Diminishing Musharakah
CA-3.6.8
This form of Musharakah is a means whereby a bank can provide term finance to a client on a profit and loss sharing basis. The bank enters into this type of Musharakah with the objective of transferring the ownership to the partner/customer, where the bank acts as a joint-owner of the asset with a promise by the partner to purchase the bank's share making a payment on one or more specified future dates. The bank's selling price is normally based on the fair value of the partnership share being transferred on the date of each purchase, which may expose the bank to the risk of selling its share of ownership below the acquisition price.
Apr 08CA-3.6.9
As a joint-owner, the bank is also entitled to its share of revenue generated from the assets of the Musharakah, such as Ijarah lease rentals in which the rental entitlements to the bank shall be adjusted periodically according to the bank's share of ownership in the asset.
Apr 08CA-3.6.10
The bank's position in a Diminishing Musharakah thus entails two kinds of exposure.
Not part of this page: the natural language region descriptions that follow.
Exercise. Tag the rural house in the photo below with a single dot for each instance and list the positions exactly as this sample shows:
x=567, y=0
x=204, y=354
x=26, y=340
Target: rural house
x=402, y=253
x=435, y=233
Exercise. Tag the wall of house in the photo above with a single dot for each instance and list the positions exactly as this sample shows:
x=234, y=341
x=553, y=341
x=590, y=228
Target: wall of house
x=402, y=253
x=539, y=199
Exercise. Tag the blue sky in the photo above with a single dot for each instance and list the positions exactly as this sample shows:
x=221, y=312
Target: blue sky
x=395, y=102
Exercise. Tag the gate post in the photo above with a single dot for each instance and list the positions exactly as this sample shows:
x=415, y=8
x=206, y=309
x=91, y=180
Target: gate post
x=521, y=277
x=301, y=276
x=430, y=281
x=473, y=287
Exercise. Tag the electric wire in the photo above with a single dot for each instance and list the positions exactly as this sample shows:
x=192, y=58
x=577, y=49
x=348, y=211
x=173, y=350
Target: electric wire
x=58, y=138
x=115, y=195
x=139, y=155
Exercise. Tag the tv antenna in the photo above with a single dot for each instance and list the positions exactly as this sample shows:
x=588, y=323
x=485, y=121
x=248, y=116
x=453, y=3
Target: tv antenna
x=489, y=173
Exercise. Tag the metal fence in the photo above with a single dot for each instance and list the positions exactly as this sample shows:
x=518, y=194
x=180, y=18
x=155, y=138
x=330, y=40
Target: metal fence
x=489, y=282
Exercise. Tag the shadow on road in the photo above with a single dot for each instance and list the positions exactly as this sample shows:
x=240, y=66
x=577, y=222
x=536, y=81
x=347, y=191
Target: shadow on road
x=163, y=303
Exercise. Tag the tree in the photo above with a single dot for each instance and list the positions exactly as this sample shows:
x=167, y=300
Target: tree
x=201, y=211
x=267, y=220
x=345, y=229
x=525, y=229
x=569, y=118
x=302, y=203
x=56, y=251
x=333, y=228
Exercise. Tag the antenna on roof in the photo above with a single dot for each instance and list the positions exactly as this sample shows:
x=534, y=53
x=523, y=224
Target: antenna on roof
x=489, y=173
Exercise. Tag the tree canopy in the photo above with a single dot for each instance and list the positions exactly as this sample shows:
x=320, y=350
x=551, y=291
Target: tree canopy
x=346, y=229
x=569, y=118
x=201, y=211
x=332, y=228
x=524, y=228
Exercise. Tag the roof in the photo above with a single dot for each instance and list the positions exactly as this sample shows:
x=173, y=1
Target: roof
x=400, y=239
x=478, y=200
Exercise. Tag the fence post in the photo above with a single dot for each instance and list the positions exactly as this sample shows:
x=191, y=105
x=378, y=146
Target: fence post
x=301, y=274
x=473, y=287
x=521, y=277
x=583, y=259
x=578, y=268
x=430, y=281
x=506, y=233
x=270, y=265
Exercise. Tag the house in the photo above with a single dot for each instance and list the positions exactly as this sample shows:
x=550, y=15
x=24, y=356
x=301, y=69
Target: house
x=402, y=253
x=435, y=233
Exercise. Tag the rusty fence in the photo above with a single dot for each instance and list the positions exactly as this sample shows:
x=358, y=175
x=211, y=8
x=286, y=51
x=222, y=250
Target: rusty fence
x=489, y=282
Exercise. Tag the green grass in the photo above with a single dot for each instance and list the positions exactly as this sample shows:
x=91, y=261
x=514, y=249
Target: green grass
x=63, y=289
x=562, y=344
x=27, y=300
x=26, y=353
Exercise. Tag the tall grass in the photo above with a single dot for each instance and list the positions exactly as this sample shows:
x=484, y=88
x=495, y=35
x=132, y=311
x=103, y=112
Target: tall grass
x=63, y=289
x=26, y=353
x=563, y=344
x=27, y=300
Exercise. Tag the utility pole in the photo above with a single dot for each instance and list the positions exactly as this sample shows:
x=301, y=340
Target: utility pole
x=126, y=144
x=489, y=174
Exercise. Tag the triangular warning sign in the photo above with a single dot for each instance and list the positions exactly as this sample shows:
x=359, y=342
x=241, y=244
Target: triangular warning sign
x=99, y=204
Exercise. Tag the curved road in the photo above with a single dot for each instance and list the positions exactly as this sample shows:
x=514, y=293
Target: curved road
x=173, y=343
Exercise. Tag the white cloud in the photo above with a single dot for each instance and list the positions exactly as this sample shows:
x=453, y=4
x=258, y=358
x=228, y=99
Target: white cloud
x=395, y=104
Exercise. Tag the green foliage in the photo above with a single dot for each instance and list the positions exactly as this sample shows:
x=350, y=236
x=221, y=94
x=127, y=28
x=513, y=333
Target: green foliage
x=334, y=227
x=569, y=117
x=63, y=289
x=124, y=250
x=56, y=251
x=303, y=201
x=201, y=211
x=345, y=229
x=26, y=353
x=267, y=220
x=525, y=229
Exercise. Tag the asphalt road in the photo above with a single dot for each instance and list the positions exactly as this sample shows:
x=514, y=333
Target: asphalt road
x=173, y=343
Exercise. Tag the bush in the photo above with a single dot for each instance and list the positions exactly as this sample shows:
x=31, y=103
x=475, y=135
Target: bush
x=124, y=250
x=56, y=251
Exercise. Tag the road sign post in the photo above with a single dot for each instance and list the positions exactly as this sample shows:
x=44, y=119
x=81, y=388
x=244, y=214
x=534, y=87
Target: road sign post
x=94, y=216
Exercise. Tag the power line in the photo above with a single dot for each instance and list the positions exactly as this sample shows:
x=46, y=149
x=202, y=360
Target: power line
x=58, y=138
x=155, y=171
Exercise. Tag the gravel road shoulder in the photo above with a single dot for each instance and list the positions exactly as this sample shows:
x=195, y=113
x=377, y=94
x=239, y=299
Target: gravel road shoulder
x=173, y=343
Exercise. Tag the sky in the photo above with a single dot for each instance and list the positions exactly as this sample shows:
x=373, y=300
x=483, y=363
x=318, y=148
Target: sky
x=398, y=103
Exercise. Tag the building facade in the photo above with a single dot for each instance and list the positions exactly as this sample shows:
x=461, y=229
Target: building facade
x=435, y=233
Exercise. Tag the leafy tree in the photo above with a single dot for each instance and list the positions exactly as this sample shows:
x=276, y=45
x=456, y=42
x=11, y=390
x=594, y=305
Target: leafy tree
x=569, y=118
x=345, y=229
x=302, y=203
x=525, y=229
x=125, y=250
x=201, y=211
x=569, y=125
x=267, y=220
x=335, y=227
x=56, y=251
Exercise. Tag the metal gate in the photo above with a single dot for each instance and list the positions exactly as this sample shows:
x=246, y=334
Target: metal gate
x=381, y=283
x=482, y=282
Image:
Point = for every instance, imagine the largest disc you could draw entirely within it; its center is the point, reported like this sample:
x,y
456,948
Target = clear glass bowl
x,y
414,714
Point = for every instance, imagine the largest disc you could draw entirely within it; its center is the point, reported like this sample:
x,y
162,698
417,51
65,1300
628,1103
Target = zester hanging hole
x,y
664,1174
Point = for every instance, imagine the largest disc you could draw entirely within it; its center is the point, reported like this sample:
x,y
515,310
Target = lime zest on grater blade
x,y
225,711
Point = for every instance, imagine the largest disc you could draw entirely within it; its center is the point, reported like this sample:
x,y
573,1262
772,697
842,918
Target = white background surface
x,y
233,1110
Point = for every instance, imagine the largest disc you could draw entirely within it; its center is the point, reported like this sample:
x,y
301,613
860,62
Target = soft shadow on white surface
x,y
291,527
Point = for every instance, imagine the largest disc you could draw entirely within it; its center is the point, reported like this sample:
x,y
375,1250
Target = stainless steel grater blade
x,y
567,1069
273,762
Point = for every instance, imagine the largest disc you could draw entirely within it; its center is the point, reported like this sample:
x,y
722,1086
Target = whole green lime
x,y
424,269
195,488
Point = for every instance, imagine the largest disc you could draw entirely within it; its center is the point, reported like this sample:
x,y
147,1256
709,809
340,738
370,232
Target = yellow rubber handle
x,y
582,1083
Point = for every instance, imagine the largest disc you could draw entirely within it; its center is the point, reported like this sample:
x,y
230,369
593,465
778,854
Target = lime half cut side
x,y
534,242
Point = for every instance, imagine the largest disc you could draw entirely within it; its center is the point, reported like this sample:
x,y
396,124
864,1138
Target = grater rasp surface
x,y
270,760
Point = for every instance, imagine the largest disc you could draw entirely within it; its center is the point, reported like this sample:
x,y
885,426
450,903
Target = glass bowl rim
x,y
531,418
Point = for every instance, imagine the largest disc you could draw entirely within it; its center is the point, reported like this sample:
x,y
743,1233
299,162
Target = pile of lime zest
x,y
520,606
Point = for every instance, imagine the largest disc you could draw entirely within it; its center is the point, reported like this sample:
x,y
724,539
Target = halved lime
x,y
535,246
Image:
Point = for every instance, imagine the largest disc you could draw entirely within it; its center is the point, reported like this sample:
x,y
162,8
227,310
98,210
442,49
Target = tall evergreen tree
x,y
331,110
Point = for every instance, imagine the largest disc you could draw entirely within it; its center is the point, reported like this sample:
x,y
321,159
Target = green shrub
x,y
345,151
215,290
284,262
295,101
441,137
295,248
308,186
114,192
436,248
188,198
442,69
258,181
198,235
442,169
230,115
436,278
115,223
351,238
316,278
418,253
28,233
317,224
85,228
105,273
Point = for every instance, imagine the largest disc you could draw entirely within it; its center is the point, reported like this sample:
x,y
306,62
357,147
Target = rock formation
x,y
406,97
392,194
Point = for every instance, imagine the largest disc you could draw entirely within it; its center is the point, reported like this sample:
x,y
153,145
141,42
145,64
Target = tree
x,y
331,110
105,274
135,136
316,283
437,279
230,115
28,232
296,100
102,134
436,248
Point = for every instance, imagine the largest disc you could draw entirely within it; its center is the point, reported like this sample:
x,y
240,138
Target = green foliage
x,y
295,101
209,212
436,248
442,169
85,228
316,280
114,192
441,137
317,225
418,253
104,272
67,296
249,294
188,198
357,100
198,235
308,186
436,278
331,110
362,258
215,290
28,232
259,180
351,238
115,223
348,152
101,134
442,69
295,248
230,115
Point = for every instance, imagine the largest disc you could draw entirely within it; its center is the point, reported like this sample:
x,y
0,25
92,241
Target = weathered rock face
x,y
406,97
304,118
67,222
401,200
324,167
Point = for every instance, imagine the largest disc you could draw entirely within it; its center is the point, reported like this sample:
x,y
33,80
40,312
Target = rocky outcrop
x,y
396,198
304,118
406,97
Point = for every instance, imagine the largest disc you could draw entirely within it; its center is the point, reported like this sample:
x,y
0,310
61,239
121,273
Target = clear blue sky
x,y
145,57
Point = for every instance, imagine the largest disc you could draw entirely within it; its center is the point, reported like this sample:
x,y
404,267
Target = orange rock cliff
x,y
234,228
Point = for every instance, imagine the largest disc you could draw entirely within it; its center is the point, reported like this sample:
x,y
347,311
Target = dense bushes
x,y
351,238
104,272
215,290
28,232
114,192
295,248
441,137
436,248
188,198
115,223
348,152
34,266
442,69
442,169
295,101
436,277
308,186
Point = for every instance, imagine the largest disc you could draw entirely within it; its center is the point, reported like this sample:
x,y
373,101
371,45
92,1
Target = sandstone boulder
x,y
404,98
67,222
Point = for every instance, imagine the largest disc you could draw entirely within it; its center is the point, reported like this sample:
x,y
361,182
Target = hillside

The amounts due from the partner to purchase the agreed shares of the asset on the agreed dates are subject to credit risk in respect of the partner's ability and willingness to pay, with the shares of the partner in the asset providing credit risk mitigation as collateral. The capital invested by the bank is also subject to the risk that the amounts recoverable from the partner may be less than the amount invested because the value of the Musharakah assets has decreased (capital impairment risk).